Fail Joyfully And Five Great Life Lessons from Improv
This is a guest post from LMA Student Susan Zheng
Failing should be celebrated. It means you are closer to your goals than you were if you hadn’t tried.
In my very first improv class we were taught this through an imaginary ball toss. If you fall flat on your face and miss the ball, you win.
The sound of your team mates clapping and cheering like you’ve scored a grand slam makes you realise that your greatest fears can’t hold you back. It’s you who holds you back.
Making mistakes is not a hindrance to the journey, only part of the journey.
There is no fear of failure. Only failing joyfully.
Here are 5 more of life’s greatest lessons you can learn from Improv:
1. Motivation’s not coming. Do it anyway.
Motivation is garbage, as Mel Robbin’s says her book “The 5 Second Rule.”
You can’t rely on it to show up when you need it.
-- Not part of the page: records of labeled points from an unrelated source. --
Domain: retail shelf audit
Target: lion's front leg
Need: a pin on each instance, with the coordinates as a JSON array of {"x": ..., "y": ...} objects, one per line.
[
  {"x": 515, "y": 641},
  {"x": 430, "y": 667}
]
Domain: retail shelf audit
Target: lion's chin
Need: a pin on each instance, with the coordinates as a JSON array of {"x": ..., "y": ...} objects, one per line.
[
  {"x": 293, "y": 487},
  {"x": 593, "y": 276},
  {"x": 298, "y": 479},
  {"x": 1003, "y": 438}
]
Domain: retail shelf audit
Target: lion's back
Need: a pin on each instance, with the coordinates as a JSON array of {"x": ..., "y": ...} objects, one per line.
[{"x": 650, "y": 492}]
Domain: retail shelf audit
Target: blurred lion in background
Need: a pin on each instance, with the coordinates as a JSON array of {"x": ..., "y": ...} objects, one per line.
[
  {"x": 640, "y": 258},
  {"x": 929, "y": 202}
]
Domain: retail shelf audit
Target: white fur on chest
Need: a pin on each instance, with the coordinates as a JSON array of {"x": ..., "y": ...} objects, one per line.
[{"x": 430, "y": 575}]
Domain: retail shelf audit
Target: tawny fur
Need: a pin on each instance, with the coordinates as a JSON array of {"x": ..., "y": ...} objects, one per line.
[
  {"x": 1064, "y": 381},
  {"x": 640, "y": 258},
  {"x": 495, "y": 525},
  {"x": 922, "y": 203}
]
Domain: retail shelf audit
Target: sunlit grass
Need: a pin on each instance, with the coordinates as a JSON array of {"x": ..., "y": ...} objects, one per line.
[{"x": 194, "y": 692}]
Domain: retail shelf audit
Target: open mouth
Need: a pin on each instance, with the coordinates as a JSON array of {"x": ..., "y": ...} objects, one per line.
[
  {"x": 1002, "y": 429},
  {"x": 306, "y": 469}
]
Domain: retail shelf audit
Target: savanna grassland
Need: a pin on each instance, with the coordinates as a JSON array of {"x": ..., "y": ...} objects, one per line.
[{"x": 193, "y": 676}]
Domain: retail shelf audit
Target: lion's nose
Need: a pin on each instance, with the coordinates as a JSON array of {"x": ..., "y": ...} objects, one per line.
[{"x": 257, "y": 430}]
There are times when you don’t feel inspired and you’re not ready.
Improv forces you to step into the spotlight and do it anyway. Trust that something wonderful is going to happen as long as you allow it.
The Science: During an Improv scene, your prefrontal cortex is activated. This is the part of your brain that helps you keep making decisions that put you in control.
As Mel Robbins says, “you develop what is called “authentic pride” — it’s the type of pride that is fuelled by personal confidence and success.”
Some of the most successful people in this world aren’t genius — they just take the risk and trust their intuition.
2. Ego Eradication
You may be the one on stage — but it’s about you.
It’s about how you and your scene partner are co-creating something beautiful together that is entirely spontaneous and will never be repeated.
Nothing is more humble and reassuring that saying “I got your back” to your scene partner before getting on stage.
Your ego could be sabotaging you from your goals and your relationships. Surrender your need for control you gain new perspectives.
3. You can’t control what happens to you, but you can always control how you respond.
Improv is like Cognitive Behavioural Therapy (CBT) in action. Everything is made up entirely on the spot so you learn very quickly that the way you respond to a situation is far more important than the event itself.
Change happens when you do. And it can happen in an instant.
4. Listening and Being Present
Most people don’t listen to understand, they listen to respond.
When you actively listen, you become a better negotiator, a better communicator and you have better quality relationships.
In fact, the best way to influence someone is to listen intently and solve their problems.
5. YES AND…
Saying ‘Yes and…’ to others means we appreciate their ideas and find ways to help it grow. It’s how an idea virus starts.
More importantly, practice saying ‘yes and…’ to yourself.
Giving your thoughts permission to nurtured and embrace whatever craziness comes your way.
Imagine if the time we spent in self-pity, self-doubt and negative self-talk was flipped.
What if we swapped apprehension for appreciation.
Swapped expectation with gratitude.
Swapped “I am owed” with “I am worthy”.
What if you forgot about all the reasons why it won’t work and focused on the one reasons why it will?
When you say yes to something small, you end up saying yes to infinite possibilities. This is further explained in this interview with my improv teacher.
The improv training I did with Laugh Masters Academy is just the beginning. Any form of training is empty without the courage and the discipline to execute.
So take bigger risks because no matter what happens — you can’t fail. You either win or you learn.
P.S.One thing that I forgot to mention in the interview with my improv teacher is how much I loved the activity we did at the end of our course. We formed a circle and we were asked to go around the room telling each person how much we value and appreciate their contributions.
This is one of the many reasons why in 8 weeks, I have built stronger connections with a group of people who started off as strangers, than I have with people I have known for 8 years.